The sheer selfishness of the scale of these structures and the demands they make on their communities are scandalous. In Castle Rock, where the Church of the Rock wants the city to annex land for church use, the municipality would end up providing police, fire, sewer, and water service to an institution that contributes nothing in taxes for its own upkeep. At Stapleton, various sects want to build churches where zoning does not allow and to impinge on streets and other public facilities. And in Westminster, where an unfinished church has stood for months, the complaints of neighbors have gone unheeded, with some calling it "ugly," bemoaning the loss of open space, or joking that the church "is better than a slaughterhouse."

Beyond the simple invasiveness of these structures, two deeper issues are raised by the whole effort to expand church presence in our communities. One is the thinly-veiled (if veiled at all) intents of these groups. The Church of the Rock, for instance, originally planned to include a school, a day-care center, and an assisted-living center. They have expressed their willingness to eliminate the last of these, however-an interesting choice, since the only constituency that really needs their services is probably the elderly and infirm. Instead, the Church shows that it is really not concerned with helping those in need as much as grabbing and indoctrinating children into their sectarian beliefs. If this is what passes for "faith-based services," we are better off without them.

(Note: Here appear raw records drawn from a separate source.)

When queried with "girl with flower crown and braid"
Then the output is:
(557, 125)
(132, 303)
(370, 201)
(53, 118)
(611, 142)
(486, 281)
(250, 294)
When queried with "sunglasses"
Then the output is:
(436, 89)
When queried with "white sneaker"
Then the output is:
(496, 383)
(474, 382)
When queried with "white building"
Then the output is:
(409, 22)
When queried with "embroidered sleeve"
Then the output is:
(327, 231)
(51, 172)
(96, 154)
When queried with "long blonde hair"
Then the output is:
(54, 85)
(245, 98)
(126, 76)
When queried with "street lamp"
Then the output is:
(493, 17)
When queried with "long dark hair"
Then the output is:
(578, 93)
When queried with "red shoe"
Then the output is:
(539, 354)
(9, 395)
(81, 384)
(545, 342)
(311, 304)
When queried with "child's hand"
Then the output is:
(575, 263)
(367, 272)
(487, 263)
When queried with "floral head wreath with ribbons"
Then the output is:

The second issue speaks to the incessant complaining by religious groups that they no longer have a voice in the "public square," that religion has been dispatched from public dialog. Do they live in the same world I do? There is a church on every other street corner, there is religious television and radio, there is now a religious administration in the White House, and these organizations are ignoring law and neighborliness to build ever-bigger churches in our midst. In what way are they possibly excluded from participation in our society?

If their complaint is that they cannot dictate public morality and public education-as in compelling prayer in schools or erecting displays of sectarian belief on government property-then they bring attention not to a bad thing but to a good one. The founders of this country knew that supporting or inhibiting any religion with public resources was an unwise and dangerous notion, and they sagely gave us the tools to maintain this "separation of church and state." So if religious groups want to advance their own agendas in American society, they will have to do it inside their 150,000 square foot monstrosities-unfortunately, built against the objections of residents and subsidized with taxpayer money.